今回収録されているのは、次の7作品だ。顔ぶれは前回の『決戦!大阪城』とほとんど変わらない。
「覇王の血」(伊東潤)―織田信房
「焔の首級」(矢野隆)―森乱丸
「宗室の器」(天野純希)―島井宗室
「水魚の心」(宮本昌孝)―徳川家康
「幽斎の悪采」(木下昌輝)―細川幽斎
「鷹、翔ける」(葉室麟)―斎藤利三
「純白き鬼札」(冲方丁)―明智光秀
伊東潤「覇王の血」については、織田信長の庶子で武田家を頼っていた五男信房を取りあげたもの。「織田信房」なんて知らなかったので、驚きの人選であった。こういうのも本能寺の変の解釈としてはありなんだと思う。ただ、著者の伊東さんは以前徳川家康陰謀説に立って長編作品を発表されていたので、それとも異なる解釈の作品を描かれるというのはちょっと意外だった。いや、戸惑ったという方が正確だ。

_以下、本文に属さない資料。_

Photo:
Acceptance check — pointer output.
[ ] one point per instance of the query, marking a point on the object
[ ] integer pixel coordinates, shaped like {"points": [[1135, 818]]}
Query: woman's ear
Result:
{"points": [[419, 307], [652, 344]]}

これに限らないが、当時いろいろな人が信長謀殺を狙っていたというのでは、いくら競作とはいえ作品間のつじつまが合わないところも出てくる気がする。せめて、企画編集側で1つの仮説を立てて、それを軸に各作家さんに書いてもらうことはできなかったのだろうか。関ヶ原や大坂城と違い、本能寺は真の首謀者が誰なのかが今もはっきりしていない。だからといって、こんなに異なる解釈w横並びで見せられては読者も戸惑うのではないか。
逆に、信長の首を狙っていたけど他の人に先を越された人の話ってのもあったら面白かったかもしれないが…。